PALO o PALATO

ARALDICA

I pali, che l’Alighieri alludendo all’arma di Ugo d’Arles chiamò la bella insegna, furono distintivo della fazione ghibellina.

Quanto all’origine di questa pezza, alcuni vo­gliono rappresenti la lancia dei cavalieri, altri le palizzate da guerra o gli steccati da torneo.

Altri lo credono il palo che i castellani facevano drizzare innanzi al ponte levatoio del loro maniero come segno di giu­risdizione, e di diritto di pedaggio.

Migliore spiegazione è stata data dal dotto Du Cange.

Questi fa derivare il vocabolo palo da palea, che significava un arazzo di seta, e dice che gli antichi chiamavano pales le tappezzerie che coprivano le muraglie, che erano di stoffa d’oro e di seta, cucite alter­nativamente; aggiunge che dicevasi paler per tappezzare, e infatti anche nel secolo XVII si vedevano nei castelli, vecchie tappezzerie di stoffe d’oro e di seta distribuite a bande perpendicolari e alternate che imitavano i pali e il palato delle arme.

Molti araldisti scrissero che, come il palo serve a levare grandi pesi, così chi lo prese ad insegna era capace di giungere con l’arte e col valore a superar cose stimate difficilissime.

Altre cagioni possono aver motivato l’introduzione dei pali nell’arme.

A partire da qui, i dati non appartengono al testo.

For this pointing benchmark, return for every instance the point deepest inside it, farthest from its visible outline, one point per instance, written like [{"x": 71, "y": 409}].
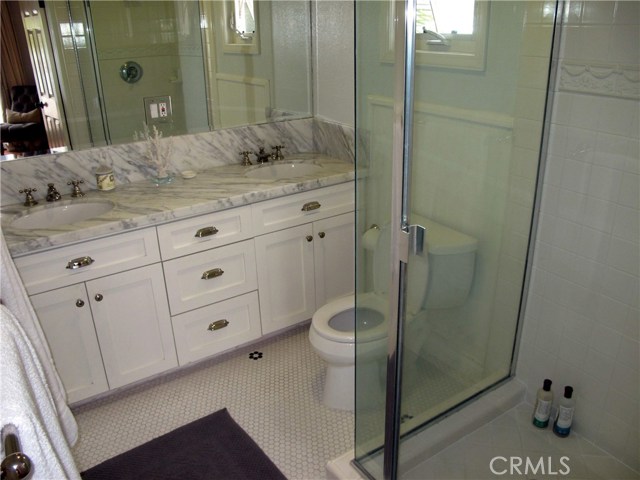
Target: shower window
[{"x": 444, "y": 38}]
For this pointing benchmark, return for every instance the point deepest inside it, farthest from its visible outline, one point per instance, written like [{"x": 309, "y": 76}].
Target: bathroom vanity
[{"x": 178, "y": 273}]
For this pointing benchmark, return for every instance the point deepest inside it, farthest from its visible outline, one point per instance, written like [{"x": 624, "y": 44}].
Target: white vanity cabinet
[
  {"x": 211, "y": 282},
  {"x": 119, "y": 309},
  {"x": 109, "y": 325},
  {"x": 310, "y": 260},
  {"x": 65, "y": 317}
]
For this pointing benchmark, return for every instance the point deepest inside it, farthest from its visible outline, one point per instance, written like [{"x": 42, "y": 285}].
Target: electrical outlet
[{"x": 157, "y": 109}]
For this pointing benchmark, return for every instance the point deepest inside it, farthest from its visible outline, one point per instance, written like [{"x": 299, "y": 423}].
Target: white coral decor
[{"x": 157, "y": 152}]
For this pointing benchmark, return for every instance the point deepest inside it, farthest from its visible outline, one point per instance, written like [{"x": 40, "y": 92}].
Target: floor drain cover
[{"x": 255, "y": 355}]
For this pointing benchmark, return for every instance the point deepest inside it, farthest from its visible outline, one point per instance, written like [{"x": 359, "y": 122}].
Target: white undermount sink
[
  {"x": 286, "y": 169},
  {"x": 60, "y": 213}
]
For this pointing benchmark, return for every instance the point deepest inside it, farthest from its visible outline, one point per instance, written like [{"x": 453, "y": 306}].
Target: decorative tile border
[{"x": 614, "y": 80}]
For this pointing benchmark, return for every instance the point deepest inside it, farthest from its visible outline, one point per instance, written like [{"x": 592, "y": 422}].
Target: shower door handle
[{"x": 416, "y": 239}]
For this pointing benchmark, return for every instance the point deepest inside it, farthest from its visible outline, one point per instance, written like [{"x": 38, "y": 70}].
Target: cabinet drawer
[
  {"x": 51, "y": 269},
  {"x": 206, "y": 231},
  {"x": 302, "y": 208},
  {"x": 207, "y": 277},
  {"x": 216, "y": 328}
]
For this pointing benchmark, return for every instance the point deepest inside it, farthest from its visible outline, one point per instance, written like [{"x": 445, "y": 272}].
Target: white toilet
[{"x": 440, "y": 279}]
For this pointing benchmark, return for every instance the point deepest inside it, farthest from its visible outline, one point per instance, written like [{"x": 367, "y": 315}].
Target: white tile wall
[{"x": 582, "y": 323}]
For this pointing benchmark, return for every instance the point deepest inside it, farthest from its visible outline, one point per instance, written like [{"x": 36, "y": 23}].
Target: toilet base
[{"x": 339, "y": 386}]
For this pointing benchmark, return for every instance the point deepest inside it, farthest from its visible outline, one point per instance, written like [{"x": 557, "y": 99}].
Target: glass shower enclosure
[{"x": 450, "y": 107}]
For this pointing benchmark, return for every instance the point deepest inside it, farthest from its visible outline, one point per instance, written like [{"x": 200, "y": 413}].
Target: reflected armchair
[{"x": 24, "y": 131}]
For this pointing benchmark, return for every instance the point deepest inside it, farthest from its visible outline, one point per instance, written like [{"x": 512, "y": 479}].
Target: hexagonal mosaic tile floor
[{"x": 272, "y": 389}]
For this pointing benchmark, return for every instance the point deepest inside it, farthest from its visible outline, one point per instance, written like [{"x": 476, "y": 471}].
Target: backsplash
[{"x": 190, "y": 152}]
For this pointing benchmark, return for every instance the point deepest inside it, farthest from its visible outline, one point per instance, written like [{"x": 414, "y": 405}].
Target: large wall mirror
[{"x": 103, "y": 68}]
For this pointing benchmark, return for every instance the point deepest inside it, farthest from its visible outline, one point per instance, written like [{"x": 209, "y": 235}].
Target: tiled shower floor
[
  {"x": 512, "y": 437},
  {"x": 275, "y": 397}
]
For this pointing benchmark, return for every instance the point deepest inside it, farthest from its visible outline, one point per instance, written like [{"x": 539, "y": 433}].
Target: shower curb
[{"x": 439, "y": 436}]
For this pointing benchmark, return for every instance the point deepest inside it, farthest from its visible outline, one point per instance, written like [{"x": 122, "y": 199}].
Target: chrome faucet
[
  {"x": 52, "y": 194},
  {"x": 277, "y": 154},
  {"x": 76, "y": 188},
  {"x": 245, "y": 158},
  {"x": 29, "y": 201},
  {"x": 262, "y": 156}
]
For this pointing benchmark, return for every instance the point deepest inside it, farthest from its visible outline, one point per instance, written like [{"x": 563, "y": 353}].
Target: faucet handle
[
  {"x": 277, "y": 154},
  {"x": 245, "y": 158},
  {"x": 29, "y": 201},
  {"x": 76, "y": 188}
]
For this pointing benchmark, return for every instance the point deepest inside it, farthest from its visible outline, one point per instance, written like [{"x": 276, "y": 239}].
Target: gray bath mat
[{"x": 213, "y": 447}]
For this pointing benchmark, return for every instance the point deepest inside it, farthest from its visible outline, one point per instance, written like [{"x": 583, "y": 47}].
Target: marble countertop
[{"x": 144, "y": 204}]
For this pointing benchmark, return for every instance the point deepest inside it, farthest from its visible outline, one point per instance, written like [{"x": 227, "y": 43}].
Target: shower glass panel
[{"x": 477, "y": 117}]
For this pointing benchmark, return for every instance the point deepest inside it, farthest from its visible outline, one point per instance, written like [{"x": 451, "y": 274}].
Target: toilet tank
[{"x": 451, "y": 264}]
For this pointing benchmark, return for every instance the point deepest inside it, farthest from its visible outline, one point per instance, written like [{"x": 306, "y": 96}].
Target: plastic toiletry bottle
[
  {"x": 562, "y": 425},
  {"x": 542, "y": 410}
]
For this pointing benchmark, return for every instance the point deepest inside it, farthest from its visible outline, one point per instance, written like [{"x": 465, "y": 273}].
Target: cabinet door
[
  {"x": 132, "y": 319},
  {"x": 285, "y": 277},
  {"x": 334, "y": 254},
  {"x": 66, "y": 320}
]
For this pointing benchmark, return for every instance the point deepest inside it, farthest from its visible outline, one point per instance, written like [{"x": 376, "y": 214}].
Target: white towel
[
  {"x": 27, "y": 403},
  {"x": 14, "y": 296}
]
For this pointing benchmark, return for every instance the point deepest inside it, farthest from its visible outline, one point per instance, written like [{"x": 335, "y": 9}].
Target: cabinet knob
[
  {"x": 216, "y": 272},
  {"x": 307, "y": 207},
  {"x": 218, "y": 325},
  {"x": 206, "y": 232},
  {"x": 79, "y": 263}
]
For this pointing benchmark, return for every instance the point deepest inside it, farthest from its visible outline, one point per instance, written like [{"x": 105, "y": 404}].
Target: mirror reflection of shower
[{"x": 244, "y": 19}]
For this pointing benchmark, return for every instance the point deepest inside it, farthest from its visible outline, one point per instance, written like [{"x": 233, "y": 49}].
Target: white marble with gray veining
[
  {"x": 190, "y": 152},
  {"x": 140, "y": 204}
]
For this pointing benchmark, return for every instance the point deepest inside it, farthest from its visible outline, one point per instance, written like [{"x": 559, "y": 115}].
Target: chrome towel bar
[{"x": 16, "y": 465}]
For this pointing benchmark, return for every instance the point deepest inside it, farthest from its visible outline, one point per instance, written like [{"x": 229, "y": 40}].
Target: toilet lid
[{"x": 335, "y": 321}]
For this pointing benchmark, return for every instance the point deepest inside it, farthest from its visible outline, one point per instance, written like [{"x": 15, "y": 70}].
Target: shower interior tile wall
[{"x": 582, "y": 320}]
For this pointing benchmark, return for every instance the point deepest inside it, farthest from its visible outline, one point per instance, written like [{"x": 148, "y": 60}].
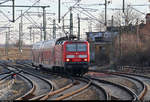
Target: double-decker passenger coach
[{"x": 62, "y": 55}]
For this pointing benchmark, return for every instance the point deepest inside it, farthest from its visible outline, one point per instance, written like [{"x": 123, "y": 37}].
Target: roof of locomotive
[{"x": 53, "y": 42}]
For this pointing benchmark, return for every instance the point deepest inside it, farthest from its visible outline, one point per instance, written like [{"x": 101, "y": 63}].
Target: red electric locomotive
[{"x": 62, "y": 55}]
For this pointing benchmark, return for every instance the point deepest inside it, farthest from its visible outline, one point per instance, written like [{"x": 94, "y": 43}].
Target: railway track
[
  {"x": 146, "y": 80},
  {"x": 141, "y": 85},
  {"x": 77, "y": 86},
  {"x": 116, "y": 91}
]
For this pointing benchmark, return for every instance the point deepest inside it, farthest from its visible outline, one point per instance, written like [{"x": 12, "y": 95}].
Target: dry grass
[{"x": 15, "y": 54}]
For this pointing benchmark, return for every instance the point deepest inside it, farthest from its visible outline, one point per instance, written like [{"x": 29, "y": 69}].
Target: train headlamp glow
[
  {"x": 70, "y": 56},
  {"x": 67, "y": 60},
  {"x": 85, "y": 59},
  {"x": 82, "y": 56}
]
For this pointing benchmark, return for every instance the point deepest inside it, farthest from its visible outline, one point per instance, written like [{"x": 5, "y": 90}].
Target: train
[{"x": 62, "y": 55}]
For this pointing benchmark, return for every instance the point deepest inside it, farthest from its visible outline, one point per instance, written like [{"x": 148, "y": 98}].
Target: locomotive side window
[
  {"x": 81, "y": 47},
  {"x": 71, "y": 47}
]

Guifredo il Peloso, conte di Barcellona, es­sendo rimasto gravemente ferito in un’azione conto i Normanni, l’imperatore Carlo il Calvo suo alleato intrise quattro dita della sua de­stra nel sangue che sgorgava dalla ferita, e strisciando con quelle sullo scudo dorato di Guifredo disse:

Queste saranno, o conte, le armi vostre.

Tale sarebbe l’origine dei pali d’Aragona, secondo gli scrittori spagnuoli.

Resta però a sapere se al tempo di Carlo il Calvo si usassero già le arme gentilizie, cosa che noi dubitiamo, non essendovi nulla di positivo che ne dia prova.